Lab Exercise: Exposing a new model in 3Scale
Now that you have seen a bit of 3Scale, it is time to put a new model in there but this time running in a GPU which will give us the performance we are missing.
Deploy a new model onto RHOAI
For this we’ll use another ai-accelerator-example named vllm-modelcar-serverless.
Follow these steps:
-
Go to your terminal on the ai-accelerator-examples repo you previously cloned.
-
Run
./bootstrap.sh -
Select this time the example
vllm-modelcar-serverless, number 5 in this output:
At this point you might be thinking, "wait, is this ok to run bootstrap again?" and yes, it is the aim of this
ai-accelerator-examplesto maintain flexibility. Each example is independent from each other, and all we are doing is enhancing our cluster with the new bits that allow the rapid experimentation! -
This will create a new project
vllm-modelcar-serverlesswhere a newInferenceServicewill be created for thegranite-3.3-2b-instructmodel. It might take up to 10mins or more before the model is ready, since this will trigger a GPU node auto-scale. Meanwhile we can continue configuring 3Scale.

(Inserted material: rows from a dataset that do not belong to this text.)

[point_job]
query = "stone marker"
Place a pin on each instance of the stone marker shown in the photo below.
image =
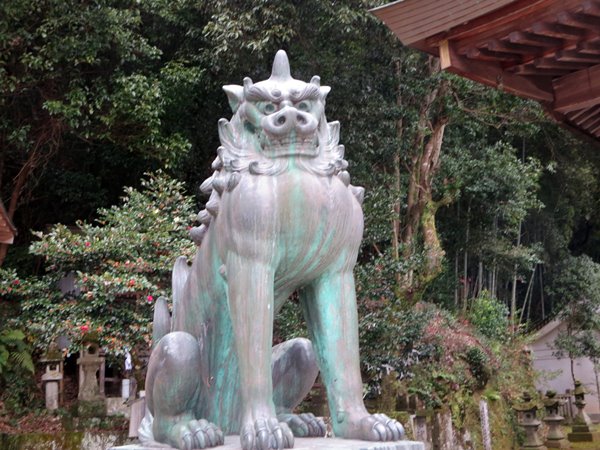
(583, 431)
(555, 437)
(52, 378)
(89, 364)
(527, 409)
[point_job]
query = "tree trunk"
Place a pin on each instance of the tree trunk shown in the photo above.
(513, 298)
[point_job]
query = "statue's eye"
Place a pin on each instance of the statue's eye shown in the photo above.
(303, 106)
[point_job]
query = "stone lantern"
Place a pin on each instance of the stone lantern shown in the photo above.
(555, 437)
(582, 431)
(527, 409)
(53, 377)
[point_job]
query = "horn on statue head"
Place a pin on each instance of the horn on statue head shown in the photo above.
(281, 67)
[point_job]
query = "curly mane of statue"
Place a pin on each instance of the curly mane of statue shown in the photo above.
(282, 217)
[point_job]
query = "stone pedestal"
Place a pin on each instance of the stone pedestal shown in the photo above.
(555, 437)
(582, 425)
(52, 379)
(527, 409)
(233, 443)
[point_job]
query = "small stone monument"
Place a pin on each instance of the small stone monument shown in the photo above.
(52, 378)
(527, 409)
(555, 437)
(582, 424)
(89, 364)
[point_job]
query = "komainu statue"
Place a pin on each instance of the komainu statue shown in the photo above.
(282, 217)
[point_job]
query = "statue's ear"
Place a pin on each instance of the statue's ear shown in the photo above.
(235, 95)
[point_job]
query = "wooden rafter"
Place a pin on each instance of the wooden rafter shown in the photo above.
(547, 50)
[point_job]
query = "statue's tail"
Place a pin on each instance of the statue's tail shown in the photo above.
(162, 317)
(162, 320)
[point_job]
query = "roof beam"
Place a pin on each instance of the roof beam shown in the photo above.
(577, 90)
(492, 74)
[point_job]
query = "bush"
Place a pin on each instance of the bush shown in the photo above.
(489, 317)
(117, 268)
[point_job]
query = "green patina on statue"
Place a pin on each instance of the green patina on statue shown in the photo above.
(282, 217)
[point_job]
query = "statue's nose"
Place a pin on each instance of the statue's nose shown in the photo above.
(289, 118)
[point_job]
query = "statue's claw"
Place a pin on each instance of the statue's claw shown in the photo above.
(380, 427)
(266, 434)
(198, 434)
(304, 425)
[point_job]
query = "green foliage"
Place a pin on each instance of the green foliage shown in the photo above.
(489, 317)
(14, 352)
(479, 365)
(17, 383)
(118, 267)
(576, 286)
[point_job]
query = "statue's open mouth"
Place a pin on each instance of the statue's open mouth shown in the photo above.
(290, 144)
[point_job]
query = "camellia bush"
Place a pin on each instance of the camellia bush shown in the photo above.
(102, 279)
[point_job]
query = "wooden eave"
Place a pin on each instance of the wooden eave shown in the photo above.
(7, 229)
(546, 50)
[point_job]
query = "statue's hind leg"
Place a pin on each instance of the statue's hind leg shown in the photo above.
(173, 385)
(330, 310)
(294, 369)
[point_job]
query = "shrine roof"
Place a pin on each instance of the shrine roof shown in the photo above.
(546, 50)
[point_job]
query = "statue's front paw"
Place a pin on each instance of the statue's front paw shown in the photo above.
(379, 427)
(266, 434)
(197, 434)
(304, 425)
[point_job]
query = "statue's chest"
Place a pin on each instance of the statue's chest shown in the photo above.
(299, 215)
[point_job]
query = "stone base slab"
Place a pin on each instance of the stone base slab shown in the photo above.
(233, 443)
(592, 436)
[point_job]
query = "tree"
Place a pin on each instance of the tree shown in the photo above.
(76, 79)
(117, 268)
(576, 285)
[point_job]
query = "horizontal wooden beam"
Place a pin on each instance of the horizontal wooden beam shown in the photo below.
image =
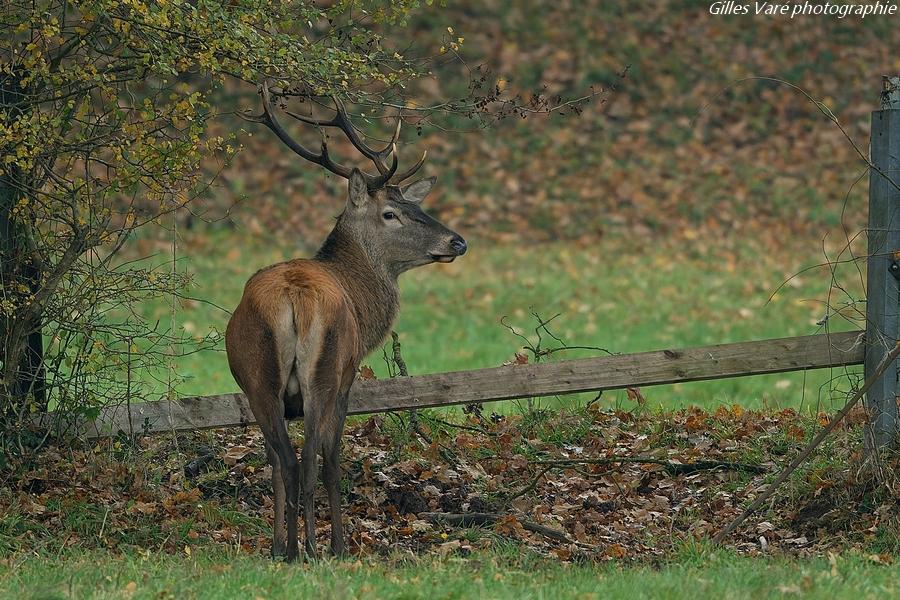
(514, 381)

Add a new backend & product to 3Scale
Now, setting up a new Application in 3Scale Gateway requires a set of resources and configuration. This time around we won’t use GitOps but straight a manual setup which work fine for our purposes of testing this new model exposed in 3scale.
-
Download this oc template file in a local directory: APICast CRDs
-
Let’s get the URL for the serving model
GRANITE_URL=$(oc get -n vllm-modelcar-serverless inferenceservice -o json | jq -r '.items[] | select(.status.url) | .status.url') -
Now let’s apply the resources in the downloaded template file
oc process -f apicast_crds.yaml -p GRANITE_URL=$GRANITE_URL | oc apply -n 3scale -f - -
This has created the backend, product and promoted those to production 3scale. Now we need the dev1 to subscribe to this application.
-
Navigate to the 3Scale Admin portal.
oc get routes -n 3scale -o json | jq -r '.items[] | select(.spec.host | contains("maas-admin")) | "https://"+.spec.host' -
Go to Audience → Accounts → Listing → dev1 → Service Subscriptions
-
-
Click subscribe in the granite-3.3-2b-instruct available service subscription.
-
Select the Default plan and click Create subscription
Developer creates API Keys for this new application
Now the developer can create an application and obtain an API Key from the developer portal. You can follow the same steps you did in the previous section when we accessed the model in the developer portal. This time you will create a new application using the Create New Application button and filling it this form:
You should be able to see a new application with its key that can be used in AnythingLLM.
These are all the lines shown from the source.